This content was published 12 years ago. It may refer to a past edition of the Internazionali d’Italia.
A mere 18 hours after being taken to a three-set semi-final thriller by Andy Murray, Novak Djokovic conquered his fatigue to record his fourth consecutive final win over Rafael Nadal. It was an achievement that will go down in the annals, with the latter two of the four wins (here and Madrid) coming on the Majorcan’s preferred clay, and the Serb certainly measured the enormity of his accomplishment.
“Everything is possible, that is explanation. You can do it if you fit well with the team of people around you and to focus on your goal – and your goal is to be physically ready for the match. We did a great job and today I was able to get the maximum out of my fitness. It is an incredible honour to be part of history and part of the elite of players like Federer, Nadal, McEnroe and Lendl – those players who have won many matches in a row. I think some other people will judge this but what I am really happy about is that there is some other players that Rafa and Roger who win the big events.”
He nevertheless took the time to pay tribute to his adversary – the man whose mantle he is beginning to take over. “Let us be clear: he is the king of clay and he is the best player ever to play on this surface. Yes, I have won against him twice in the last eight days which I think is an incredible achievement for me and this has given me a lot of confidence for the French Open, but this is only a couple of tournaments this year and he has been dominant on this surface for so many, many years.”
For Nadal, it was a bitter pill to swallow. Four times now he has been defeated in an ATP Masters 1000 final, and his no.1 ranking is in serious danger. And for the first time in his career, he is going to Roland Garros, the Grand Slam that he has made his own, fully fit yet with doubts in his mind. Despite that, he paid fulsome praise to his opponent whilst maintaining a degree of confidence in his own abilities.

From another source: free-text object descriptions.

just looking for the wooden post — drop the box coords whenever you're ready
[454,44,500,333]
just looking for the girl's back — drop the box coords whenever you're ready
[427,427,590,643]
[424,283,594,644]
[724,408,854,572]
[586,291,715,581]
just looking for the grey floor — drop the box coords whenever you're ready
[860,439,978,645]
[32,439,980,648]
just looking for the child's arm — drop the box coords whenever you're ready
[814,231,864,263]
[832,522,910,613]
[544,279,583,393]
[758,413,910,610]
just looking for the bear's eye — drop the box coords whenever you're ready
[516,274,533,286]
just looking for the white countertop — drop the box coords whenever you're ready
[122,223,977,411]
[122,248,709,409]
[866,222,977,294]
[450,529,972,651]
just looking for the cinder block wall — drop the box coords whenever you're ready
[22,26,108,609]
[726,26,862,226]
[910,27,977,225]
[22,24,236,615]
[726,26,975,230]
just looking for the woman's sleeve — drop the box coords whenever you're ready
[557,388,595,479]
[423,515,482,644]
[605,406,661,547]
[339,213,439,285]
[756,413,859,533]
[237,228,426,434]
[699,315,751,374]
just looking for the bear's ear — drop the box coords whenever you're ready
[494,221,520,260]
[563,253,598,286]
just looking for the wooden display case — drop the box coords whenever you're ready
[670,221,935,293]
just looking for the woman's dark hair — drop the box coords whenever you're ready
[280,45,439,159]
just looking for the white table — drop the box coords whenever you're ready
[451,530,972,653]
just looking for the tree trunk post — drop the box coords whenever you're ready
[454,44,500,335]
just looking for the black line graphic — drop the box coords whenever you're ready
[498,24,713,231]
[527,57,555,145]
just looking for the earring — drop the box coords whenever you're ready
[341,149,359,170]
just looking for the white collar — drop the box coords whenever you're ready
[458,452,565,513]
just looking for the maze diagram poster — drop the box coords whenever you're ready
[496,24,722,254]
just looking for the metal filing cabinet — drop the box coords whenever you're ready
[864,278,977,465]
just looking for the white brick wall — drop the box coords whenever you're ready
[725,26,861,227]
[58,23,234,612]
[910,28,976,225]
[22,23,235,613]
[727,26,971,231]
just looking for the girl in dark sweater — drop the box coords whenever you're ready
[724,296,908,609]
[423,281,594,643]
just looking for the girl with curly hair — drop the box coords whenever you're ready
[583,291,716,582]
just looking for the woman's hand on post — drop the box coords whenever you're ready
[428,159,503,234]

“He is a very good player and put in a very strong performance physically and mentally. This level of performance is very high and I expect nothing else. I certainly felt much better today than I did in Madrid. Today I was able to go inside the court and move well and to play more aggressively. I am not disappointed about my match and I am not sad tonight. We will try next time.”
“He is doing amazing things,” said Nadal of his main rival in the rankings who is closing in inexorably on the world no.1 slot. “He is playing fantastic, doing a lot of things very well and has a lot of confidence. The most important thing for me is to be confident and be happy with what I am doing. I have done everything that I can, I cannot ask more of myself but one player is doing better than me. The champion in my opinion is not only able to win every week, it is when they are able to wait for the right moments and I am waiting every week trying to find solutions and we will see what happens next time.”
Next time will be Roland Garros, just a week away, and the world is waiting with baited breath for another episode of the Rafa and Nole show. And Djokovic believes that the best is yet to come. “Maybe this is a bit arrogant to say that I can play better than this, because I have played that well against Rafa in Madrid and here. I have been hitting the ball really well and I am serving better this year, and it is important to get a couple of easy balls or free points from the serve. But there is always a need to improve…” Ominous words indeed for the rest of the ATP circuit.